O tipo de silêncio que parecia pesado de alguma forma.
Tommy acordou bem quando um letreiro luminoso de lanchonete apareceu à frente, através da chuva.
“Podemos parar agora?”, ele murmurou, sonolento.
Sorri suavemente, virando para o estacionamento.
“Sim, meu bem”, sussurrei. “Nós podemos parar.”
Tommy estava praticamente dormindo de novo quando saímos do carro.
A chuva caía levemente sobre nós enquanto eu dava a volta no capô e abria a porta traseira. Tommy prontamente estendeu os braços cansados para mim, e eu o levantei para o meu quadril automaticamente, apesar da dor nas costas pelas horas de estrada.
Skylar desceu ao nosso lado silenciosamente, puxando o casaco de Wade mais para perto de si enquanto guardava o iPod no bolso.
A lanchonete brilhava calorosamente contra a noite escura e úmida. Luzes de neon zumbiam nas janelas e, pela primeira vez em dias, algo dentro de mim se soltou um pouco.

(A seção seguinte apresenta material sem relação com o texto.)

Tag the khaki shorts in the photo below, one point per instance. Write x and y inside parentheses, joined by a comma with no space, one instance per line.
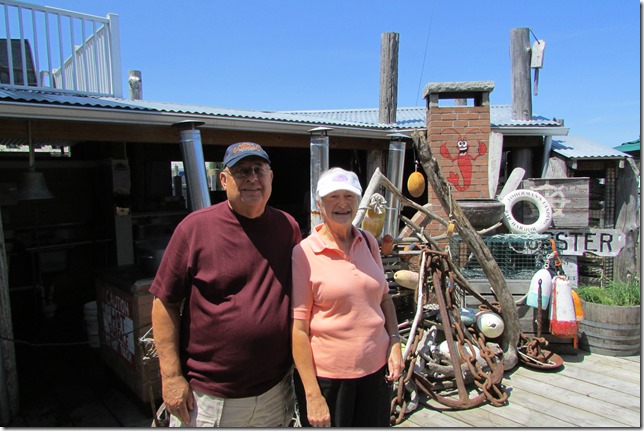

Talvez porque parecesse normal.
Seguro. Eu conseguia lidar com "seguro".
“Vamos lá”, eu disse baixinho. “Vamos comer alguma coisa.”
Um sino tocou acima da porta quando a empurrei, e instantaneamente a sala ficou em silêncio. Meus passos vacilaram; todas as cabeças na lanchonete se voltaram para nós. O calor subiu pelo meu pescoço imediatamente com a atenção repentina. Algumas mulheres mais velhas perto do balcão encaravam abertamente, enquanto um homem, que estava quase levando a xícara de café à boca, parou completamente.
Que porra é essa?
Tommy escondeu o rosto no meu ombro, enquanto Skylar se aproximou mais do meu lado.
Então eu os notei.
Três homens vestindo coletes de couro estavam sentados em um canto, perto das janelas. Emblemas grandes cobriam suas costas e ombros.
Devils Creek MC.
Motociclistas.
O maior deles tinha cabelos escuros com mechas grisalhas e um rosto esculpido por anos difíceis e uma vida mais difícil ainda. Ao lado dele, um homem loiro mais jovem me encarava como se tivesse visto um fantasma, mas foi o homem no meio que prendeu minha atenção.
Olhos escuros.
Cabelos escuros.
Ombros largos.
Uma calma que parecia perigosa.
Seu olhar travou no meu com uma intensidade que deveria ter me deixado desconfortável. Deveria ter me assustado. Em vez disso, algo estranho se acomodou no fundo do meu peito. Não medo. Nem pânico. Segurança. Como se, de alguma forma impossível, ao entrar em uma sala cheia de estranhos, o nó apertado no meu peito tivesse se soltado pela primeira vez em meses.
A expressão do motociclista de cabelos escuros se fechou quase imperceptivelmente enquanto seus olhos percorriam Skylar e Tommy antes de voltarem para mim.
O lugar inteiro ainda parecia congelado, e de repente tive a sensação avassaladora de que entrar em Creek Wood tinha mudado tudo.